A double-blind parallel study compared the efficacy and safety of naproxen sodium (NPX) and ergotamine tartrate (ERG) as abortive therapy for acute headache in 79 patients with classical or common migraine. The design study was of the double-blind design. Forty-two patients completed the study. Discontinuation of treatment was generally due to lack of efficacy or adverse reactions. NPX was significantly better than ERG in the overall efficacy of treatment rated by the patients (p less than 004). NPX was comparable to ERG in reducing the severity and duration of the headache and its associated symptoms. In classical migraine, NPX was better than ERG in alleviating the severity of headache. Patients in the NPX group tended to use less rescue medication. There was no significant difference in the frequency of side-effects reported by the patients under NPX or ERG. This study demonstrates that NPX is as safe as ERG, and somewhat more effective in acute migraine attacks (although the difference is not statistically significant) and that migrainous patients tend to prefer NPX to ERG in treating their acute migraine headaches.     

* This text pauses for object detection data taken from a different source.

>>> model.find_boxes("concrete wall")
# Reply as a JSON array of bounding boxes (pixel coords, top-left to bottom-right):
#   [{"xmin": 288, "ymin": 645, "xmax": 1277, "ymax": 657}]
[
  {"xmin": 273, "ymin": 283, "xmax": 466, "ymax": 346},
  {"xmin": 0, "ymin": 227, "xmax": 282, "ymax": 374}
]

Ergotamine and dihydroergotamine: a review

The ergot alkaloids were the first specific antimigraine therapy available. However, with the advent of the triptans, their use in the treatment of migraine has declined and their role has become less clear. This review discusses the pharmacology, efficacy, and safety of the ergots. In randomized clinical trials, oral ergotamine was found to be superior to placebo, but inferior to 100 mg of oral sumatriptan. In contrast, rectal ergotamine was found to have higher efficacy (73% headache relief) than rectal sumatriptan (63% headache relief). Intranasal dihydroergotamine was found to be superior to placebo, but less effective than subcutaneous and intranasal sumatriptan. Ergotamine is still widely used in some countries for the treatment of severe migraine attacks. It is generally regarded as a safe and useful drug if prescribed for infrequent use, in the correct dose, and in the absence of contraindications; however, safer and more effective options do exist in the triptans. In patients with status migrainous and patients with frequent headache recurrence, ergotamine is still probably useful.     

A randomized prospective placebo-controlled study of intravenous magnesium sulphate vs. metoclopramide in the management of acute migraine attacks in the Emergency Department

The objective of this randomized, placebo-controlled, double-blind study was to determine the effectiveness of intravenous magnesium sulphate and intravenous metoclopramide in the treatment of acute migraine attacks in the Emergency Department when compared with placebo. Adult patients who presented to the Emergency Department with a headache that met International Headache Society (IHS) criteria for acute migraine were infused with either 10 mg of intravenous metoclopramide, 2 g of intravenous magnesium sulphate or normal saline over 10 min. At 0, 15, and 30 min, patients were asked to rate their pain on a standard visual analogue scale. At 30 min, patients were asked in a standard manner about the need for rescue medication. Adverse affects were also recorded. Patients were followed up by telephone within 24 h for any recurrence after discharge. The primary endpoint of the study was the difference in pain relief between the groups at 30 min. Of the 120 patients who met IHS criteria, seven were excluded from the study due to insufficient data. The number of patients, gender, age and initial visual analogue scale (VAS) scores were comparable between groups. Each group experienced more than a 25-mm improvement in VAS score at 30 min. However, there was no significant difference detected in the mean changes in VAS scores for pain. The rescue medication requirement was higher in the placebo group. The recurrence rate in 24 h was similar between the groups. Although patients receiving placebo required rescue medication more than the others, metoclopramide and magnesium have an analgesic effect similar to placebo in migraine attacks.